27. La personalità è colta solo da uno
sguardo personalmente interessato, che si sofferma, che penetra
amorevolmente in essa. Per questo indugiare e per questo
approfondire è necessario tempo, dedizione, sacrificio e non di
rado anche rischio - tutte cose di cui, nel premere della vita,
siamo poche volte capaci. Da qui l'alto valore che possiede per
la personalità il sentirsi per una volta realmente raggiunta,
compresa e valorizzata da uno sguardo che indugia e che si dona.
Per essa, è questa la pienezza del sentire che lei stessa non
può procurarsi: la coscienza di ciò che essa è - nello
specchio della personalità estranea.
28. Dal punto di vista etico, questa
correlazione ha un lato ulteriore. Infatti, lo sguardo amorevole
coglie la personalità empirica non solo per quello che, nella
sua vita e nel suo destino, è arrivata ad essere, cioè il
"carattere" empirico con le sue debolezze e le
frequenti perdite della sua essenza.
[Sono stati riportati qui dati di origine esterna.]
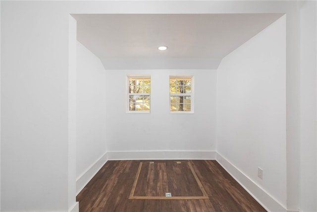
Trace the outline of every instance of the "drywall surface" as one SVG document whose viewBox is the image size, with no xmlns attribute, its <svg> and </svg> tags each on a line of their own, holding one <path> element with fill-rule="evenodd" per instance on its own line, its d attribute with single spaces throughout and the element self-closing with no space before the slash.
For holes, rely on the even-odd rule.
<svg viewBox="0 0 317 212">
<path fill-rule="evenodd" d="M 316 1 L 299 2 L 300 211 L 317 211 L 316 190 Z"/>
<path fill-rule="evenodd" d="M 222 60 L 217 145 L 221 155 L 286 208 L 285 23 L 284 16 Z"/>
<path fill-rule="evenodd" d="M 66 211 L 68 16 L 1 4 L 1 210 Z"/>
<path fill-rule="evenodd" d="M 78 178 L 106 152 L 106 71 L 100 60 L 77 43 L 77 155 Z"/>
<path fill-rule="evenodd" d="M 108 151 L 212 151 L 215 70 L 106 70 Z M 150 75 L 151 113 L 126 113 L 127 75 Z M 194 75 L 194 114 L 171 114 L 169 75 Z"/>
<path fill-rule="evenodd" d="M 291 173 L 287 205 L 298 209 L 298 104 L 300 96 L 310 91 L 299 86 L 296 5 L 295 1 L 1 1 L 1 211 L 68 209 L 67 172 L 76 168 L 67 167 L 73 159 L 67 135 L 70 13 L 286 13 L 287 150 Z M 316 36 L 312 39 L 316 41 Z M 264 179 L 266 173 L 264 169 Z"/>
</svg>

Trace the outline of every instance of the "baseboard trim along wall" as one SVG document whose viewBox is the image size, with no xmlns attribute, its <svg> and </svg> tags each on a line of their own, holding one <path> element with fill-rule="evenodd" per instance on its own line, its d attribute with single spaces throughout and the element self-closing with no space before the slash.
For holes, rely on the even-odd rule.
<svg viewBox="0 0 317 212">
<path fill-rule="evenodd" d="M 88 168 L 76 180 L 76 194 L 78 195 L 87 183 L 97 174 L 104 165 L 107 162 L 107 153 L 106 152 Z"/>
<path fill-rule="evenodd" d="M 69 212 L 79 212 L 79 203 L 76 202 L 75 205 L 68 210 Z"/>
<path fill-rule="evenodd" d="M 288 212 L 286 208 L 244 174 L 226 158 L 214 151 L 144 151 L 106 152 L 76 180 L 76 194 L 84 188 L 107 160 L 216 160 L 267 211 Z M 76 208 L 76 207 L 75 207 Z M 72 210 L 71 212 L 77 212 Z"/>
<path fill-rule="evenodd" d="M 266 211 L 287 211 L 285 207 L 218 152 L 216 154 L 216 160 Z"/>
<path fill-rule="evenodd" d="M 216 152 L 213 151 L 110 151 L 107 159 L 114 160 L 214 160 Z"/>
</svg>

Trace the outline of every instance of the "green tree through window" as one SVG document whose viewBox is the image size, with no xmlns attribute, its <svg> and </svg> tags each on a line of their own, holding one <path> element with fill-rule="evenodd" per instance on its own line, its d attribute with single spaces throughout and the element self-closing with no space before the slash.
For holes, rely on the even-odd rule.
<svg viewBox="0 0 317 212">
<path fill-rule="evenodd" d="M 170 76 L 171 111 L 191 111 L 192 77 Z"/>
<path fill-rule="evenodd" d="M 128 79 L 129 111 L 150 111 L 150 76 L 128 76 Z"/>
</svg>

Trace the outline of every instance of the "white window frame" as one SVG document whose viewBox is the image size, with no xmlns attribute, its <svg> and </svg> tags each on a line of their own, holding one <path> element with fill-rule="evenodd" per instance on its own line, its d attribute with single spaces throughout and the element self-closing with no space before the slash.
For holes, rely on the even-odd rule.
<svg viewBox="0 0 317 212">
<path fill-rule="evenodd" d="M 140 111 L 134 111 L 134 110 L 130 110 L 130 102 L 129 102 L 129 96 L 131 94 L 131 93 L 129 93 L 129 87 L 130 86 L 130 81 L 129 79 L 131 78 L 135 78 L 135 79 L 140 79 L 140 78 L 143 78 L 144 79 L 149 79 L 150 81 L 152 80 L 151 79 L 151 75 L 127 75 L 126 77 L 126 88 L 125 88 L 125 93 L 126 94 L 126 96 L 125 97 L 126 102 L 126 112 L 129 114 L 149 114 L 151 113 L 151 92 L 150 93 L 138 93 L 137 94 L 134 94 L 135 95 L 149 95 L 150 98 L 150 110 L 140 110 Z M 152 86 L 150 84 L 150 88 L 152 89 Z"/>
<path fill-rule="evenodd" d="M 169 85 L 169 80 L 171 78 L 190 78 L 191 80 L 191 93 L 171 93 L 169 92 L 170 90 L 170 85 Z M 194 81 L 195 81 L 195 76 L 194 75 L 170 75 L 168 77 L 168 92 L 169 92 L 169 112 L 171 114 L 193 114 L 194 113 Z M 170 111 L 170 105 L 171 105 L 171 96 L 190 96 L 191 101 L 190 101 L 190 111 Z"/>
</svg>

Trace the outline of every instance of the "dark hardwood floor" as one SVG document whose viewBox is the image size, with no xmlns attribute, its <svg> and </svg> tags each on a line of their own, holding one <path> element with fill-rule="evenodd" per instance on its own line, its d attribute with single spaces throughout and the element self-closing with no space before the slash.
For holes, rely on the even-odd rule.
<svg viewBox="0 0 317 212">
<path fill-rule="evenodd" d="M 108 161 L 77 201 L 80 212 L 266 211 L 215 160 Z"/>
</svg>

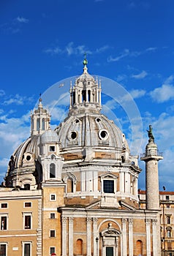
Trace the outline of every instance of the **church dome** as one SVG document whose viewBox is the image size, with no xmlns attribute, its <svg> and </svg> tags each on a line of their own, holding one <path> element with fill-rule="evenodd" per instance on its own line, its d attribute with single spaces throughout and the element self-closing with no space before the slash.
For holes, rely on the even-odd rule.
<svg viewBox="0 0 174 256">
<path fill-rule="evenodd" d="M 124 135 L 101 113 L 71 116 L 56 130 L 62 148 L 72 146 L 128 148 Z"/>
<path fill-rule="evenodd" d="M 87 63 L 85 59 L 83 73 L 71 85 L 68 117 L 56 129 L 62 148 L 102 147 L 107 151 L 129 151 L 124 135 L 100 113 L 101 83 L 88 73 Z"/>
<path fill-rule="evenodd" d="M 56 132 L 52 131 L 50 129 L 45 131 L 40 137 L 41 143 L 47 143 L 51 142 L 58 142 L 58 137 Z"/>
<path fill-rule="evenodd" d="M 22 167 L 28 163 L 33 164 L 34 159 L 38 157 L 37 145 L 39 136 L 35 135 L 29 138 L 22 143 L 13 153 L 14 168 Z"/>
</svg>

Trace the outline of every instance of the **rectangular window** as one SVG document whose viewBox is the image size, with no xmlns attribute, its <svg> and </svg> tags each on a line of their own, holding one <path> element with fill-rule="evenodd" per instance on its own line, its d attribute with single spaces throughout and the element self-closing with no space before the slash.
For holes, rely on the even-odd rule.
<svg viewBox="0 0 174 256">
<path fill-rule="evenodd" d="M 170 224 L 170 216 L 167 216 L 167 224 Z"/>
<path fill-rule="evenodd" d="M 8 205 L 7 203 L 2 203 L 1 206 L 1 208 L 7 208 Z"/>
<path fill-rule="evenodd" d="M 54 213 L 50 214 L 50 219 L 55 219 L 55 214 Z"/>
<path fill-rule="evenodd" d="M 23 244 L 23 256 L 31 256 L 31 242 L 25 242 Z"/>
<path fill-rule="evenodd" d="M 31 202 L 26 202 L 25 207 L 31 207 Z"/>
<path fill-rule="evenodd" d="M 171 237 L 171 231 L 170 230 L 167 231 L 167 236 L 168 238 L 170 238 Z"/>
<path fill-rule="evenodd" d="M 113 256 L 113 247 L 106 247 L 106 256 Z"/>
<path fill-rule="evenodd" d="M 7 244 L 0 244 L 0 255 L 7 256 Z"/>
<path fill-rule="evenodd" d="M 55 152 L 55 146 L 50 146 L 50 152 Z"/>
<path fill-rule="evenodd" d="M 51 255 L 52 253 L 55 253 L 55 247 L 50 247 L 50 255 Z"/>
<path fill-rule="evenodd" d="M 114 193 L 114 181 L 103 181 L 103 190 L 105 193 Z"/>
<path fill-rule="evenodd" d="M 7 230 L 7 216 L 1 217 L 1 230 Z"/>
<path fill-rule="evenodd" d="M 50 237 L 56 237 L 56 230 L 50 230 Z"/>
<path fill-rule="evenodd" d="M 25 215 L 25 229 L 30 230 L 31 229 L 31 215 Z"/>
<path fill-rule="evenodd" d="M 51 194 L 50 196 L 50 201 L 56 201 L 56 195 L 55 194 Z"/>
</svg>

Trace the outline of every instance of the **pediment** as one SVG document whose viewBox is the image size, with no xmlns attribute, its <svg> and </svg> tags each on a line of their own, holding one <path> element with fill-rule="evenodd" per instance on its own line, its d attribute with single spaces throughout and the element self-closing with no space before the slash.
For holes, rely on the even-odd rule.
<svg viewBox="0 0 174 256">
<path fill-rule="evenodd" d="M 101 178 L 118 178 L 118 176 L 110 172 L 107 172 L 100 176 Z"/>
</svg>

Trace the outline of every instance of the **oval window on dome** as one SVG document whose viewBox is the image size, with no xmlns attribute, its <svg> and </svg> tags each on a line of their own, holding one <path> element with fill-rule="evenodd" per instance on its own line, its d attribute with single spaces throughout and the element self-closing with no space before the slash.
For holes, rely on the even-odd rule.
<svg viewBox="0 0 174 256">
<path fill-rule="evenodd" d="M 109 136 L 109 133 L 106 129 L 101 129 L 99 132 L 99 136 L 101 140 L 107 140 Z"/>
<path fill-rule="evenodd" d="M 71 140 L 75 140 L 77 138 L 77 132 L 75 131 L 72 131 L 70 132 L 69 138 Z"/>
<path fill-rule="evenodd" d="M 31 156 L 28 154 L 28 156 L 26 156 L 26 159 L 29 161 L 31 159 Z"/>
<path fill-rule="evenodd" d="M 96 118 L 96 121 L 97 121 L 97 123 L 99 123 L 101 121 L 101 119 L 99 117 L 97 117 Z"/>
</svg>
Dietro tutto questo, gli
diventa palpabile la personalità ideale, l'uomo come, nella sua
specifica singolarità, dovrebbe essere. Vi possono essere
infatti molte cose che possono deviare l'uomo reale dalla sua
essenza più propria, dal suo valore individuale. Una vita umana
può perdere o soddisfare il proprio carattere intelligibile, ed
entrambe le situazioni si trovano sempre mescolate nella
personalità empirica sviluppata, spesso in modo talmente nefasto
che ciò che le è proprio non è quasi più riconoscibile sotto
ciò che non lo è. Lo sguardo amorevole può però incunearsi
fino a raggiungere l'essenza e vedere l'uomo alla luce di essa.
29. Che sullo sfondo della personalità si dia
questo valore individuale, è la meraviglia più grande
dell'essenza della personalità. E' essa a costituire l'ethos
individuale della personalità propriamente detta. Difficile dire
quale sia il contenuto di un valore non comune, proprio solo di
un individuo singolo. Però è incontestabile che esso esiste
nella persona reale e indipendentemente dal grado della sua
realizzazione. Poiché proprio nel contatto intimo con questo
valore consiste l'amore personale che si prova per l'uomo.
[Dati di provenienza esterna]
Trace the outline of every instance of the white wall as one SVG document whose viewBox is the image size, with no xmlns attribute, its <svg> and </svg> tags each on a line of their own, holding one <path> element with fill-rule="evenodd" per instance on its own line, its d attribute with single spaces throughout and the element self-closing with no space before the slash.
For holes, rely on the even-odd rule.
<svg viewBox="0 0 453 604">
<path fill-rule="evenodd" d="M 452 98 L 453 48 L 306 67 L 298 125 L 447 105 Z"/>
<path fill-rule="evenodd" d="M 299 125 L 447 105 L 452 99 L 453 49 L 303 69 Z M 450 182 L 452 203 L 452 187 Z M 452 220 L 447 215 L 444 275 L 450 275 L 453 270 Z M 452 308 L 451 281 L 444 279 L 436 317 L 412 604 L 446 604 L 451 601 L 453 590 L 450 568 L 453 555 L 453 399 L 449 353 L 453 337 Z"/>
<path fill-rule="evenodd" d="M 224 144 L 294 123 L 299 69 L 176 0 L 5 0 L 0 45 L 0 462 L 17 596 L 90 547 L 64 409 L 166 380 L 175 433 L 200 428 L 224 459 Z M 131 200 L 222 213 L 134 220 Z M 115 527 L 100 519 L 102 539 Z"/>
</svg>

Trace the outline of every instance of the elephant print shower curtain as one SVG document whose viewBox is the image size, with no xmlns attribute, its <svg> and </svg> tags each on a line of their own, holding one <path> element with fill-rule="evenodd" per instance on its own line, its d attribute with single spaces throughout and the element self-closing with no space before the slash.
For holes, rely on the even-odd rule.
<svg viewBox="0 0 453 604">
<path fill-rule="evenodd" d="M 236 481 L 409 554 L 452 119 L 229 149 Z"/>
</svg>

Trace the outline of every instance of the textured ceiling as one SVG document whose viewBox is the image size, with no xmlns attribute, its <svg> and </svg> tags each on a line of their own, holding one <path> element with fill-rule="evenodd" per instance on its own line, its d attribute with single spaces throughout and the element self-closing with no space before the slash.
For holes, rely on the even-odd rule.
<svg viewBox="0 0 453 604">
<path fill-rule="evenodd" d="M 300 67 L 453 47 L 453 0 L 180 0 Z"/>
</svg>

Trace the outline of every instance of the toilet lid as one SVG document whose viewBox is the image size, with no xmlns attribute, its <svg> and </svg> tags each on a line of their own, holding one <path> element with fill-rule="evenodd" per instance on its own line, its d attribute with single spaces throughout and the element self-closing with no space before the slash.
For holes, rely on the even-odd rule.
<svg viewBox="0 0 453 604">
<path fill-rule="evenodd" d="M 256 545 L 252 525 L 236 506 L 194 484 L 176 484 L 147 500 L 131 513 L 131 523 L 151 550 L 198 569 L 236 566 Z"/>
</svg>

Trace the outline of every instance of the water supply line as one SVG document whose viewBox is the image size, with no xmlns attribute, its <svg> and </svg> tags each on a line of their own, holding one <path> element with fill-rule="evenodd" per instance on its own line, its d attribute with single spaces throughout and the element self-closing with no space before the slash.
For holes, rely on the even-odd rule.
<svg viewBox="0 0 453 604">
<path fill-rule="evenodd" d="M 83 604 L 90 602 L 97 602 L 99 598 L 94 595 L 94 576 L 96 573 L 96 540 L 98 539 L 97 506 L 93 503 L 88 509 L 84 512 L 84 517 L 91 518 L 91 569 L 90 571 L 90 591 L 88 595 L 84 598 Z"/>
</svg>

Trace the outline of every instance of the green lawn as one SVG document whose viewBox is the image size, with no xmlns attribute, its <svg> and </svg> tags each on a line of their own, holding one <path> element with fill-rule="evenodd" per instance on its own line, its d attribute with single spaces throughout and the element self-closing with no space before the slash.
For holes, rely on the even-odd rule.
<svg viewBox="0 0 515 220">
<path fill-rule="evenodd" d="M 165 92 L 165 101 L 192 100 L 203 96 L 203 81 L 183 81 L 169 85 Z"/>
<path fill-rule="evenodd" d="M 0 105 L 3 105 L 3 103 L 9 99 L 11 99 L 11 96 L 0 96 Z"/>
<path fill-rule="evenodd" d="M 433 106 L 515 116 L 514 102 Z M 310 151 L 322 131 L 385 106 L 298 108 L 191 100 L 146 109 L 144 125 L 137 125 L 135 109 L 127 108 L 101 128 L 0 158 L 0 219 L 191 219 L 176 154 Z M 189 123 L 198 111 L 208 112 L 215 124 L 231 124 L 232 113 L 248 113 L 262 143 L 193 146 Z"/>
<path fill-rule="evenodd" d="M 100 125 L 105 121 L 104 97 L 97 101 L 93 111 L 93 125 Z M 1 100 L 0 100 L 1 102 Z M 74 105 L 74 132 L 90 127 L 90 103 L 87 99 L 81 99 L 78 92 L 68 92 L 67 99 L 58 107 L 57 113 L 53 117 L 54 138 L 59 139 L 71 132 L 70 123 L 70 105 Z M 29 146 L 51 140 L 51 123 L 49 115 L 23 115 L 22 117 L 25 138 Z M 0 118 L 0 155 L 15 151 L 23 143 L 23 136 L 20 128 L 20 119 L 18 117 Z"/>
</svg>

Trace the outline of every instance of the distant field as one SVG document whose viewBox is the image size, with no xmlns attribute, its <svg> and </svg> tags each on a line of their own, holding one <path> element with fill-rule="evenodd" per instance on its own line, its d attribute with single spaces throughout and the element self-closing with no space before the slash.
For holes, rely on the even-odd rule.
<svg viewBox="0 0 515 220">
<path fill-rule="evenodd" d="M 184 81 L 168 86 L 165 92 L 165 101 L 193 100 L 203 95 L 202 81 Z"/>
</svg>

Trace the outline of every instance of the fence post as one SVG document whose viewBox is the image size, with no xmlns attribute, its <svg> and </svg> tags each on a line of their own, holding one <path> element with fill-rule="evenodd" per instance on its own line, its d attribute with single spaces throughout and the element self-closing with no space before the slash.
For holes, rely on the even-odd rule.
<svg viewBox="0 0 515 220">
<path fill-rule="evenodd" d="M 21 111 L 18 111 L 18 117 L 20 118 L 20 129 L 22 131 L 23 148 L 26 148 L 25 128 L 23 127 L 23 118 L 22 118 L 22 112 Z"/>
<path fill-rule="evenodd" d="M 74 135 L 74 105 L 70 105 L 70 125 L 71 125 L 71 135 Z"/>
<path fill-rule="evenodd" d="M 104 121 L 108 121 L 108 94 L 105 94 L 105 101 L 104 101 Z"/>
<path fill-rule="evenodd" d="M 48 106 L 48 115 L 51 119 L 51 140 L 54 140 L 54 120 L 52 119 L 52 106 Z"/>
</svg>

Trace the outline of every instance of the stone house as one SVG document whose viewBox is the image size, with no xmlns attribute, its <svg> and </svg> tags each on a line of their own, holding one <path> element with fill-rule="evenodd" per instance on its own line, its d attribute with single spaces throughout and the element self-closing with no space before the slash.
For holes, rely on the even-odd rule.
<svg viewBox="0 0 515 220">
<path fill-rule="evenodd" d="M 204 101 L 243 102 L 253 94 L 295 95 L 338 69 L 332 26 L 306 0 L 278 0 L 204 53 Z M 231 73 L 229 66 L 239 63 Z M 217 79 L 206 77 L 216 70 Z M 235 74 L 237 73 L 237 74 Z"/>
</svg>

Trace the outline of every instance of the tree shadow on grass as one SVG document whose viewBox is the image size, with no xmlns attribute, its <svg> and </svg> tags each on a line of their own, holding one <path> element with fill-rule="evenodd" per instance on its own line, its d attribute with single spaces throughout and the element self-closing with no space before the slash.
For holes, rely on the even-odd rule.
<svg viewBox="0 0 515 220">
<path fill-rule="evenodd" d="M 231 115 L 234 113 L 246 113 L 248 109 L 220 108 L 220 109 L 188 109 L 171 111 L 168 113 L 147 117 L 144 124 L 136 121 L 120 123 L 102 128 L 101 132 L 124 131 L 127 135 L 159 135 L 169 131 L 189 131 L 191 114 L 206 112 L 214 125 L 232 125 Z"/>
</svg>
Proprio chi ama non vede ciò che è davanti agli occhi - per il
quale egli è talvolta cieco -, bensì ciò che sta dietro, anche
se non è riuscito ad aprirsi la strada fino alla realtà. In
questo senso chi ama è l'unico che vede.
30. Un tendere diretto verso il valore della
personalità individuale non è possibile: da ciò risulterebbe
un culto cosciente della propria persona ed è fin troppo noto
che una tale attitudine si trasforma facilmente in
un'autocoscienza vanitosa, dando luogo ad un grosso equivoco
riguardo a se stessi. C'è però un modo della persona di
orientarsi verso il valore attraverso lo sguardo amorevole di
un'altra persona: il valore ideale della personalità viene
percepito come quello di un altro, e quindi senza il rischio di
contraffarlo. Non è necessario che l'amato venga reso cosciente
di questo valore, poiché ad esso è condotto semplicemente con
la forza dell'amore. L'amore personale ha infatti l'enigmatico
potere di trasformare il suo oggetto in ciò che di esso ama.
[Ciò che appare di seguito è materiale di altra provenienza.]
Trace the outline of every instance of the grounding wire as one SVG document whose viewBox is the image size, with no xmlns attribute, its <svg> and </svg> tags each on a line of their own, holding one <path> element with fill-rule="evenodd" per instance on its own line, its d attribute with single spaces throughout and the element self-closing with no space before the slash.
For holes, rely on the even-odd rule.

31. Non c'è alcun dubbio e non è mai stato
messo in discussione, che nella dialettica esistente tra l'amare
e l'essere amato c'è un'attribuzione di senso peculiare della
vita umana. Ma raramente è stato spiegato in cosa consista.
L'attribuzione di senso diventa comprensibile nell'ethos della
personalità. Poiché in esso risiede il valore complementare al
valore etico dell'amore personale. Già Platone sapeva che tutto
l'amore è diretto verso un valore che esso non possiede. Ma
nell'amore personale questo valore equivale all'essenza ideale
della personalità. E dirigendo, con la sua forza motrice, l'uomo
verso questa essenza, l'amore lo conduce indirettamente
all'autorealizzazione della personalità.